Je suis dépourvu de foi et ne puis donc être heureux, car un homme qui risque de craindre que sa vie soit une errance absurde vers une mort certaine ne peut être heureux. Je n’ai reçu en héritage ni dieu, ni point fixe sur la terre d’où je puisse attirer l’attention d’un dieu : on ne m’a pas non plus légué la fureur bien déguisée du sceptique, les ruses de Sioux du rationaliste ou la candeur ardente de l’athée. Je n’ose donc jeter la pierre ni à celle qui croit en des choses qui ne m’inspirent que le doute, ni à celui qui cultive son doute comme si celui-ci n’était pas, lui aussi, entouré de ténèbres. Cette pierre m’atteindrait moi-même car je suis bien certain d’une chose : le besoin de consolation que connaît l’être humain est impossible à rassasier.
En ce qui me concerne, je traque la consolation comme le chasseur traque le gibier. Partout où je crois l’apercevoir dans la forêt, je tire. Souvent je n’atteins que le vide mais, une fois de temps en temps, une proie tombe à mes pieds. Et, comme je sais que la consolation ne dure que le temps d’un souffle de vent dans la cime d’un arbre, je me dépêche de m’emparer de ma victime.
Qu’ai-je alors entre mes bras ?

Puisque je suis solitaire : une femme aimée ou un compagnon de voyage malheureux. Puisque je suis poète : un arc de mots que je ressens de la joie et de l’effroi à bander. Puisque je suis prisonnier : un aperçu soudain de la liberté. Puisque je suis menacé par la mort : un animal vivant et bien chaud, un cœur qui bat de façon sarcastique. Puisque je suis menacé par la mer : un récif de granit bien dur.

Mais il y a aussi des consolations qui viennent à moi sans y être conviées et qui remplissent ma chambre de chuchotements odieux : Je suis ton plaisir – aime-les tous ! Je suis ton talent – fais-en aussi mauvais usage que de toi-même ! Je suis ton désir de jouissance – seuls vivent les gourmets ! Je suis ta solitude – méprise les hommes ! Je suis ton aspiration à la mort – alors tranche !

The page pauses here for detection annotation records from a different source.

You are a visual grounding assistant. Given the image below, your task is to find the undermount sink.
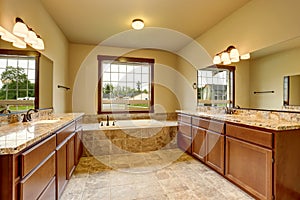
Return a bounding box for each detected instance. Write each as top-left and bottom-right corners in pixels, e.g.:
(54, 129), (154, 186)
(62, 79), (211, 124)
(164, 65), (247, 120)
(33, 119), (60, 124)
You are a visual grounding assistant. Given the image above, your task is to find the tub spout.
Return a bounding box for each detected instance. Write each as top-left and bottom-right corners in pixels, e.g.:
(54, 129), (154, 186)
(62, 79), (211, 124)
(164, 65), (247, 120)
(106, 115), (109, 126)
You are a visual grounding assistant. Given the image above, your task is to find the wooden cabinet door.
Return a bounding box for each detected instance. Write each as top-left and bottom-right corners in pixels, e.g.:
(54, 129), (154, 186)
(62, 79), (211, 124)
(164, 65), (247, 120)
(56, 141), (67, 199)
(206, 131), (224, 174)
(75, 129), (83, 165)
(67, 133), (75, 180)
(192, 127), (206, 161)
(177, 132), (192, 154)
(225, 137), (272, 199)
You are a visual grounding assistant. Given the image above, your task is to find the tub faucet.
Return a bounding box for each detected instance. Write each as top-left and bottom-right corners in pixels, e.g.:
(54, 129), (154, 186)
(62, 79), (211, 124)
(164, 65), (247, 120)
(106, 115), (109, 126)
(22, 108), (38, 122)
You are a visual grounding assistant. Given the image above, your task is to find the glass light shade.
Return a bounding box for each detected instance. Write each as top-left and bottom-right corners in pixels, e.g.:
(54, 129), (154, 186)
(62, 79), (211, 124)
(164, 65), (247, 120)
(221, 52), (230, 62)
(241, 53), (250, 60)
(32, 38), (45, 50)
(13, 40), (26, 49)
(131, 19), (144, 30)
(1, 33), (16, 42)
(24, 30), (38, 45)
(230, 48), (240, 58)
(13, 22), (28, 38)
(0, 26), (4, 35)
(213, 55), (221, 65)
(223, 59), (231, 65)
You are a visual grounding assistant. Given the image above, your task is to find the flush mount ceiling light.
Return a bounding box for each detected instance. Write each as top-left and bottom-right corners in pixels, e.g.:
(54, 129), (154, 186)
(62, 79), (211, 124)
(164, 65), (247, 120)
(131, 19), (145, 30)
(213, 45), (250, 65)
(13, 17), (28, 38)
(13, 17), (45, 50)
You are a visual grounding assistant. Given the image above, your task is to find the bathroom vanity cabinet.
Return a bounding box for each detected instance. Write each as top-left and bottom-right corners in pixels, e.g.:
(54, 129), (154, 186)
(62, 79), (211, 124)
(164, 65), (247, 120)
(0, 115), (82, 200)
(192, 117), (224, 174)
(225, 124), (273, 199)
(177, 114), (192, 153)
(178, 113), (300, 200)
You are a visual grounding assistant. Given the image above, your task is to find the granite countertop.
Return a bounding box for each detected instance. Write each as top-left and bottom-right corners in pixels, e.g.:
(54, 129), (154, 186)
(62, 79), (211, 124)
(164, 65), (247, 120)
(0, 113), (83, 155)
(176, 110), (300, 131)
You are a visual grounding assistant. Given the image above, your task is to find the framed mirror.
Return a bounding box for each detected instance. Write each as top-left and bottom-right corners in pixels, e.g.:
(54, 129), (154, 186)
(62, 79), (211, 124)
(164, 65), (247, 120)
(283, 75), (300, 106)
(0, 40), (53, 113)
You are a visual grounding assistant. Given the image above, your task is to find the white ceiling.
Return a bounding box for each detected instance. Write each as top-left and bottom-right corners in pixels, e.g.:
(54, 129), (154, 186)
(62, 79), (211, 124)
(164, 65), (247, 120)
(41, 0), (250, 51)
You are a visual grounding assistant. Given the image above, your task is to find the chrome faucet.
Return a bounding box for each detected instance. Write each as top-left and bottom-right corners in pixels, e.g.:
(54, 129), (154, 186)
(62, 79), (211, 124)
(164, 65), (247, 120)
(22, 108), (38, 122)
(0, 108), (11, 114)
(106, 115), (109, 126)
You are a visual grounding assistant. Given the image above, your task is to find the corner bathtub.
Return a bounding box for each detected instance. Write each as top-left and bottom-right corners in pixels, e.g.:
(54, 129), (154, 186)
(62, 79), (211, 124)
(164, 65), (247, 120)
(82, 119), (177, 156)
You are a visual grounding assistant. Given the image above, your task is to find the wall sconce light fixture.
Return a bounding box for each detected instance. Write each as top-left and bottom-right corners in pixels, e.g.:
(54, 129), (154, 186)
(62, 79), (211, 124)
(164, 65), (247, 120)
(13, 17), (45, 50)
(213, 45), (250, 65)
(131, 19), (145, 30)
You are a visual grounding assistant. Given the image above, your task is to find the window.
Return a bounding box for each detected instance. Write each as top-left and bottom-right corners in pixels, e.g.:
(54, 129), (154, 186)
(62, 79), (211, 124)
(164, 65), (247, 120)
(98, 55), (154, 114)
(0, 50), (39, 111)
(197, 65), (235, 107)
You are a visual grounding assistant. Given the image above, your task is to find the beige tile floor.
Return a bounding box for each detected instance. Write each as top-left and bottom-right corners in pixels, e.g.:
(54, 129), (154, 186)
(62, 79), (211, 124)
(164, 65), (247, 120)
(61, 149), (253, 200)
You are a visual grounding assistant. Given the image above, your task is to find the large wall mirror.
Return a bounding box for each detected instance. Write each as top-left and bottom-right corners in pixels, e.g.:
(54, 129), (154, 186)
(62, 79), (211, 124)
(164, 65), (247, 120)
(283, 75), (300, 106)
(240, 37), (300, 110)
(0, 40), (53, 113)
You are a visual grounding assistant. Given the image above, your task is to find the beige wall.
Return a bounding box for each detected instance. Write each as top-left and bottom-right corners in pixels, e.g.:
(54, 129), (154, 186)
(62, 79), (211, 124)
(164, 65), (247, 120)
(231, 60), (250, 108)
(177, 0), (300, 108)
(69, 44), (180, 114)
(0, 0), (71, 113)
(250, 47), (300, 109)
(197, 0), (300, 56)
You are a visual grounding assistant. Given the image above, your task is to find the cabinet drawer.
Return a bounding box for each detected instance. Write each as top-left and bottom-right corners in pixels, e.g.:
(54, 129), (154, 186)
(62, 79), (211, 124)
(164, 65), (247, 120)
(20, 152), (55, 200)
(38, 177), (56, 200)
(177, 133), (192, 153)
(226, 124), (273, 148)
(56, 122), (75, 145)
(192, 127), (206, 161)
(178, 123), (192, 137)
(225, 137), (272, 199)
(21, 135), (56, 178)
(75, 117), (83, 130)
(178, 114), (192, 124)
(192, 117), (225, 134)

Le fil du rasoir est bien étroit. Je vois ma vie menacée par deux périls : par les bouches avides de la gourmandise, de l’autre par l’amertume de l’avarice qui se nourrit d’elle-même. Mais je tiens à refuser de choisir entre l’orgie et l’ascèse, même si je dois pour cela subir le supplice du gril de mes désirs. Pour moi, il ne suffit pas de savoir que, puisque nous ne sommes pas libres de nos actes, tout est excusable. Ce que je cherche, ce n’est pas une excuse à ma vie mais exactement le contraire d’une excuse : le pardon. L’idée me vient finalement que toute consolation ne prenant pas en compte ma liberté est trompeuse, qu’elle n’est que l’image réfléchie de mon désespoir. En effet, lorsque mon désespoir me dit : Perds confiance, car chaque jour n’est qu’une trêve entre deux nuits, la fausse consolation me crie : Espère, car chaque nuit n’est qu’une trêve entre deux jours.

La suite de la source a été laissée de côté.